X-Men: Grand Design - Xtinction #1 // Review
Kubert School alumni, current Eisner Award Nominee and co-founder of YouTube channel Cartoonist Kayfabe, Ed Piskor delivers the penultimate issue to his magnificent mutant epic after a break between the previous saga. A genuine Cartoonist from pencils down to the letters, Piskor wears all of the hats and takes total control over this project. Making his way through the ’80s with this brand new chapter, Piskor takes readers back in time recounting the events of the Mutant Massacre and all the way up to the rebirth of Jean Grey. An absolute must-read for fans looking to learn more about their favorite mutants or simply recount their long-standing legacy once again.

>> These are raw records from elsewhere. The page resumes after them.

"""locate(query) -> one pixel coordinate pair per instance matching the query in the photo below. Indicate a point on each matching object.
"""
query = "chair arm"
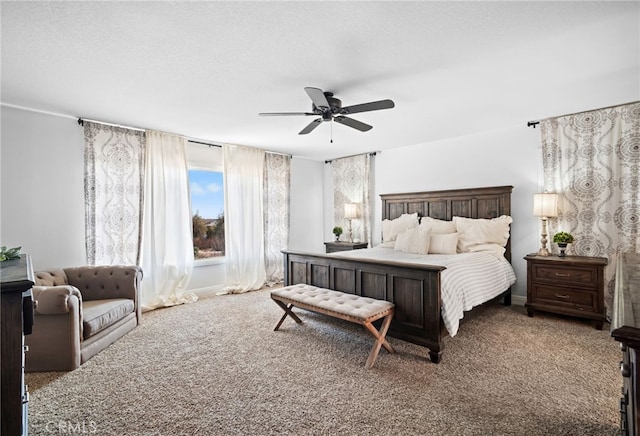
(56, 300)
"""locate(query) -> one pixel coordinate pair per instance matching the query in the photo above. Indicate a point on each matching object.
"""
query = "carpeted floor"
(216, 367)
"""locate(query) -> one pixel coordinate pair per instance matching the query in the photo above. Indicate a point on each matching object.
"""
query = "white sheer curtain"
(167, 243)
(277, 176)
(352, 184)
(593, 160)
(244, 227)
(113, 183)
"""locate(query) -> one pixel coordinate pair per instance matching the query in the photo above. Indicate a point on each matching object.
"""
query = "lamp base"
(543, 252)
(543, 240)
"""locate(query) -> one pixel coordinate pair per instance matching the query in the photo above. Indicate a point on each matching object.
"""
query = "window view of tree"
(207, 205)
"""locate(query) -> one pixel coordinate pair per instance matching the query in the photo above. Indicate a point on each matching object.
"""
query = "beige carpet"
(216, 367)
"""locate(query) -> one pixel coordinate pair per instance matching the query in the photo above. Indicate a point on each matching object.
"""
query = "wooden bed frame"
(415, 289)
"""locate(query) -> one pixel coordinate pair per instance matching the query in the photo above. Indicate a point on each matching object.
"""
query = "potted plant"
(9, 253)
(337, 230)
(562, 239)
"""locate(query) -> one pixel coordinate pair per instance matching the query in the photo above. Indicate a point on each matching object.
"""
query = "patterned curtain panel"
(113, 186)
(593, 160)
(277, 175)
(352, 184)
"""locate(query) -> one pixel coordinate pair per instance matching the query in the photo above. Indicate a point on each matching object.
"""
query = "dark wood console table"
(17, 319)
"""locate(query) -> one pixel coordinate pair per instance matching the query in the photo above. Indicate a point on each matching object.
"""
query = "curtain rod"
(373, 153)
(82, 120)
(535, 123)
(194, 141)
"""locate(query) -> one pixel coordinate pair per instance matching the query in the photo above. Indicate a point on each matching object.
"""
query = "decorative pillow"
(413, 241)
(387, 244)
(482, 231)
(443, 243)
(437, 226)
(391, 228)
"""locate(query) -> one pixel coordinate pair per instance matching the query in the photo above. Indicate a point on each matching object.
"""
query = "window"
(207, 212)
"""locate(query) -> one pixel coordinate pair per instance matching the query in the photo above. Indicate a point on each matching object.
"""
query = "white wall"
(511, 156)
(307, 203)
(42, 197)
(42, 179)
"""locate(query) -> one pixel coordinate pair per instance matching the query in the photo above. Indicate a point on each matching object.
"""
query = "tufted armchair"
(79, 312)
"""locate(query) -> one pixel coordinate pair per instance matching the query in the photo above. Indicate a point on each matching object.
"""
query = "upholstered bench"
(350, 307)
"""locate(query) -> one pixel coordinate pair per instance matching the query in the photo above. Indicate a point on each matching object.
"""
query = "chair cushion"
(100, 314)
(52, 277)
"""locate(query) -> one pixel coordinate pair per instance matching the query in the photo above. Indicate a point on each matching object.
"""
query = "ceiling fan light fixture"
(329, 108)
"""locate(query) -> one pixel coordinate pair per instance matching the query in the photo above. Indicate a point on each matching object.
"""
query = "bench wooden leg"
(287, 312)
(380, 340)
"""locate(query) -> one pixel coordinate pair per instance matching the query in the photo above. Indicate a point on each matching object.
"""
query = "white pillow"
(391, 228)
(413, 241)
(387, 244)
(443, 243)
(482, 231)
(437, 226)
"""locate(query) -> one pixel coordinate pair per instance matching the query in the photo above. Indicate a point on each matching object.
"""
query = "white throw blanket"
(469, 279)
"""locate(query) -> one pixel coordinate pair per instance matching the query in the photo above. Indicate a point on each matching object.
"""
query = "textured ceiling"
(205, 69)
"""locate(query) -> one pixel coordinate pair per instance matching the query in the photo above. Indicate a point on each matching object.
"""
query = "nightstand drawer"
(576, 299)
(575, 275)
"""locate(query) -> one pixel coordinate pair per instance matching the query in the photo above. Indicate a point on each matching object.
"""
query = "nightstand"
(332, 247)
(570, 285)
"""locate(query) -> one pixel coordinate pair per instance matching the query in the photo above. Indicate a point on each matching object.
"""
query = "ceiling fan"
(329, 108)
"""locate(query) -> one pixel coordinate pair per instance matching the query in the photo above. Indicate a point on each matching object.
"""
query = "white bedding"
(469, 279)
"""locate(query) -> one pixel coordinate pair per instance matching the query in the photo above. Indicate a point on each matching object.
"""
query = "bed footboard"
(415, 291)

As Storm sets out on a spiritual quest to regain her powers after the previous chapter, the remainder of the X-men are left to deal with the Mutant Massacre. As Mister sinister works from the shadows, his plans come to fruition as he draws the X-men into his sights. After a heated battle, Sinister comes out on top and steals Cyclops and Madeline Pryor’s son, Nathaniel. With the help of Forge, Storm can complete her task and the two head back to the physical realm. At a loss for option Pryor succumbs to a sinister being after learning the truth being Nathaniel’s capture. Dawning new powers and a new name, The Goblin Queen aims to take on not only Sinister, but the reincarnated Jean Grey as well.
Piskor brings these beloved tales from the past back into the forefront but can reduce the decompression and tell fully rendered stories between single panels and pages alone. Cutting out the fat allows Piskor the ability to showcase his ability to recount these moments but through his own lens. Almost as a journalist recounting a biography, Piskor displays the history in all of its glory and cuts straight to the heart of each story.
The sheer cartoonist ability Piskor puts on display shifts in succession with each new chapter. The newspaper feels, and aesthetic of the paper alone is enough to bring the reader right back into the past. Ed’s signature pencils are the perfect compliment for the retro nature of the series. From his incredible color pallets to the use of screen tones adding that vintage silver age feel, this series is easily Piskor’s best work to date.
With one final issue to wrap the series up look forward to a recount of fan favorite, Days of Futures Past. Ed Piskor is one of the few actual cartoonists left in the business currently, each work he produces is a genuine labor of love and a gift to the medium as a whole. As the Eisner Awards rear the corner, Ed stands a chance to win Best New Series for his time with the X-Men, both perfect candidates for that honor.